Backing up the MongoDB database

pgoetz · November 10, 2021, 6:28pm

Given that we just experienced what appears to be unrecoverable mongo database corruption, I’m keen to start aggressively backing up the Mongo DB. What I have in my notes is:

To backup the MongoDB database,
$ cryosparcm backup

Is this the correct command? Presumably I need to stop cryosparc before running this?

Finally, do the backups go to ~/cryospard-database/backup by default? Is there a way to have them go elsewhere?

stephan · November 10, 2021, 6:36pm

Hi @pgoetz,

Please check out this section of the guide for detailed instructions:
https://guide.cryosparc.com/setup-configuration-and-management/management-and-monitoring/cryosparcm#cryosparcm-backup

user123 · November 12, 2021, 7:40pm

Is it necessary to also backup the raw data in the /cryosparc_database/project/ directory? It’s not quite clear to me what is happening with the cryosparcm backup command and how or whether this can be used to restore in the case that the hard drive containing cryospsarc_database fails. We don’t have a raid system and I periodically rsync the cryosparc_database to an external and also save the cryosparcm backup archive file. Is this enough to restore and recover processing pathways in the case that the main drive is lost? Is there a better failsafe backup solution?

Sorry to hear about your loss, @pgoetz - hopefully the data can be recovered or at least replicated from the raw data

pgoetz · November 12, 2021, 8:21pm

I think it can all be replicated, it’s just a function of time. We run many, many cryosparc jobs on multiple worker nodes. I do have a question about using wt to recover the Mongo databse.as per some stuff I’ve read online, but will turn that into a separate post.

I think the answer to your question is that you do need to back up your raw data if it’s important to be preserved, but my understanding is that cryosparcm backup just backs up the Mongo database. How they’re able to do this and maintain data integrity without stopping cryosparc is a mystery (or perhaps cryosparc is paused during the backup). This would be an issue for us, as we’re running multiple cryosparc jobs 24/7.

stephan · November 18, 2021, 3:50pm

Hi @user123, @pgoetz,

Please note cryoSPARC v3.2.0 uses MongoDB v3.4.10.

This is ideal if you’d like to keep a backup of the results that cryoSPARC has created (e.g., micrographs, particles, 3D volumes), but if you only want to keep a backup of the database (users, lanes, projects, workspace and job metadata, plots, event logs, etc.,), the cryosparcm backup function is enough.

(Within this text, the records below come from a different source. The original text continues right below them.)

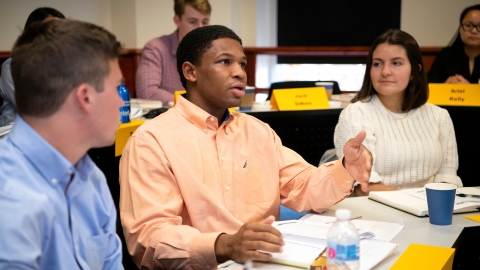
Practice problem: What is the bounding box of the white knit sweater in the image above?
[334,94,462,189]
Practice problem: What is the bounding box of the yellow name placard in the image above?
[428,83,480,106]
[270,87,330,111]
[174,90,187,105]
[115,119,145,156]
[391,243,455,270]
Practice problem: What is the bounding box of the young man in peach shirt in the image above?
[120,25,372,269]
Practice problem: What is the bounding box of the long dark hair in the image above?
[449,4,480,48]
[352,29,428,112]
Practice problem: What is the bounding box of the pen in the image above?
[456,193,480,199]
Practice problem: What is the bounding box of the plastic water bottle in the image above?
[327,209,360,270]
[118,84,130,123]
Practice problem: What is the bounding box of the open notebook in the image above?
[369,187,480,217]
[270,216,402,269]
[270,239,397,270]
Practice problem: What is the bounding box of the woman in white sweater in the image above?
[334,29,462,196]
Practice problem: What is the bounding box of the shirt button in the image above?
[67,170,73,174]
[221,157,225,161]
[226,186,230,191]
[209,117,215,122]
[51,178,58,185]
[203,128,207,133]
[75,245,79,252]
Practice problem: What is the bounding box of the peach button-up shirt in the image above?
[119,96,355,269]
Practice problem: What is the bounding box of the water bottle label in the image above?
[327,242,359,261]
[120,107,130,116]
[120,105,130,123]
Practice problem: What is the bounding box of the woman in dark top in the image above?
[428,4,480,84]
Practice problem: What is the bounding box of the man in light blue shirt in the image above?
[0,19,125,269]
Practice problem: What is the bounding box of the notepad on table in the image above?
[269,237,397,270]
[369,187,480,217]
[270,218,400,269]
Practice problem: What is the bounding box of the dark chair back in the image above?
[267,80,342,100]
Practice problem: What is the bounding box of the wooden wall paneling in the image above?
[1,47,442,97]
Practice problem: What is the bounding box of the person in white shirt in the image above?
[334,29,463,196]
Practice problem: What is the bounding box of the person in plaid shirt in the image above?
[135,0,211,104]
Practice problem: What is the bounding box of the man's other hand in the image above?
[214,215,285,263]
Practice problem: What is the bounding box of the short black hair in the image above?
[24,7,65,30]
[353,29,428,112]
[176,25,242,89]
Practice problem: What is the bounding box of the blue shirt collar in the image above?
[9,116,76,191]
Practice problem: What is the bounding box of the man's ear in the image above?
[183,62,197,83]
[74,83,95,114]
[173,15,181,28]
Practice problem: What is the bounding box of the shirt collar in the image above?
[9,116,76,190]
[174,95,235,132]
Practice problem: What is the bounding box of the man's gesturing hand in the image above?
[343,130,373,192]
[214,215,285,263]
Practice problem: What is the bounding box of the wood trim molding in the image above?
[1,47,443,96]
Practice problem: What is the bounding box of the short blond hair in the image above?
[174,0,211,17]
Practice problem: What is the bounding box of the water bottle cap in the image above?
[335,209,351,220]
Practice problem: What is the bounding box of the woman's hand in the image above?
[445,74,469,84]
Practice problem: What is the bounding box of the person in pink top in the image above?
[135,0,211,104]
[120,25,373,269]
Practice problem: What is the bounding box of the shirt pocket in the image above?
[84,233,109,270]
[236,156,276,204]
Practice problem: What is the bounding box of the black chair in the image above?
[266,80,342,100]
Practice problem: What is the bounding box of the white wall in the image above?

If the drive containing the cryoSPARC database folder is lost, but you have an rsync'd backup of it, you can restore your instance by specifying the path to the backup database directory in cryosparc_master/config.sh : CRYOSPARC_DB_PATH, then restarting cryoSPARC.

The cryosparcm backup function is a wrapper to mongodump. You can read about it here. Relevant excerpts:

mongodump and mongorestore operate against a running mongod process, and can manipulate the underlying data files directly.

When connected to a MongoDB instance, mongodump can adversely affect mongod performance. If your data is larger than system memory, the queries will push the working set out of memory, causing page faults.

Also, a note about making backups of the database using cp or rsync:

Since copying multiple files is not an atomic operation, you must stop all writes to the mongod before copying the files. Otherwise, you will copy the files in an invalid state.

You can “stop all writes” by turning off cryoSPARC before you make a copy: cryosparcm stop.

user123 · November 18, 2021, 10:52pm

Really helpful explanation! Thank you.

user123 · November 22, 2021, 1:14am

HI @stephan, is it absolutely necessary to stop cryosparc before starting rsync if I want to transfer one project from this database to another system? Even if no jobs are running in the project undergoing rsync?
Also, can I transfer just one (very large) project to a new system with this rsync’d database and the cryosparcm backup file (pointing config.sh CRYOSPARC_DB_PATH to the rsync’d cryosparc_database/project/Pxx)? I don’t particularly need to transfer the other projects (but don’t mind doing so if this is necessary to make it work). I’m not sure I even need the cryosparcm backup file for this. Can’t I just point CRYOSPARC_DB_PATH of the new system to the newly rsync’d single project directory and start cryosparc and work there?